Hello,
I’m new to TrueNAS (and any NAS or even linux…)
Build a home server, installed TrueNAS (now updated to 25.10.0)
configured the SMB shares, copied ~1TB of family media, all was good…
Then installed Jellyfin, PiHole.. looked all good. Copied few TV shows for Jellyfin Media, also had no issues. After few days copied some more series, and later noticed and error at Storage that ZFS Health - “Pool is not healthy”. Tried the scrub, was not gone after,
Check the zpool status and found multiple Checksum Errors for the newly copied TV shows (multiple random files)
So I have deleted them, and copied again from my PC. Reran scrub, and the health returned for the pool.
Thought it was just one time thing… But not… Happened again, with some other files (some Game mods I think…)
So I have tried to investigate the issue.
Ran SMART tests for the HDDs - no errors.
Tried to monitor checksums before and after some test files, and sometimes random file got corrupted after copying to NAS.
Then tried read local read test, to avoid network part of the equation,
ran this script:
LOGDIR=/mnt/tank/shared/NAS_Test
OUT=“$LOGDIR/read-stress.log”
ERR=“$LOGDIR/read-stress-errors.log”
PIDFILE=“$LOGDIR/read-stress.pid”
echo $$ > “$PIDFILE”
echo “=== READ STRESS START $(date) ===” >> “$OUT”
echo “=== READ STRESS START $(date) ===” >> “$ERR”
Loop forever reading every file one by one
while true; do
find /mnt/tank/shared/NAS_Test -type f -print0 | while IFS= read -r -d ‘’ f; do
echo “READ $(date +%Y-%m-%dT%H:%M:%S) $f” >> “$OUT”
try reading with dd; dd returns non-zero on I/O error
if ! dd if=“$f” of=/dev/null bs=1M status=none conv=sync 2>>“$OUT”; then
echo “ERR $(date +%Y-%m-%dT%H:%M:%S) $f” >> “$ERR”
echo “---- dmesg tail at $(date) ----” >> “$ERR”
dmesg | tail -n 80 >> “$ERR”
echo “---- end dmesg ----” >> “$ERR”
fi
done
done
And the result was, that sometimes some random file got error when reading (Input/output error).
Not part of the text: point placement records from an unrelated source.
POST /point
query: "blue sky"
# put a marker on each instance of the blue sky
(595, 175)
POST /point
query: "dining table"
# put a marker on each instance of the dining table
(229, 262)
But then the same file was passing without error, so that would suggest, that the reading process got the error, not the file it self is corrupted.
Then tried local write test for each of the HDDs with this
sudo nohup dd if=/dev/sda of=/dev/null bs=1M status=progress > /mnt/tank/shared/NAS_Test/dd-sda.log 2>&1 & echo $! | sudo tee /mnt/tank/shared/NAS_Test/dd-sda.pid
(and sdb for the second)
ran them separate, - no error, then ran together till reach 2TBs each… no errors…
So this would mean, that each of the disk write have no issue, only when using ZFS?
And now, I do not know what to do next? How to find the root cause of this?
My hardware:
CPU: INTEL Core i5-14500
MB: ASUS PRIME B760M-A WIFI D4
RAM: G.Skill | Ripjaws V | 32 GB | DDR4 | 3600 MHz | CL16
OS SSD: Samsung 970 evo 500GB
Storage HDDs: 2x SEAGATE NAS HDD 8TB IronWolf 7200rpm ( VDEV created with Mirror layout)
PSU: be quiet! Pure Power 13 M | 850W
Any suggestions (as detailed as possible) would be appreciated.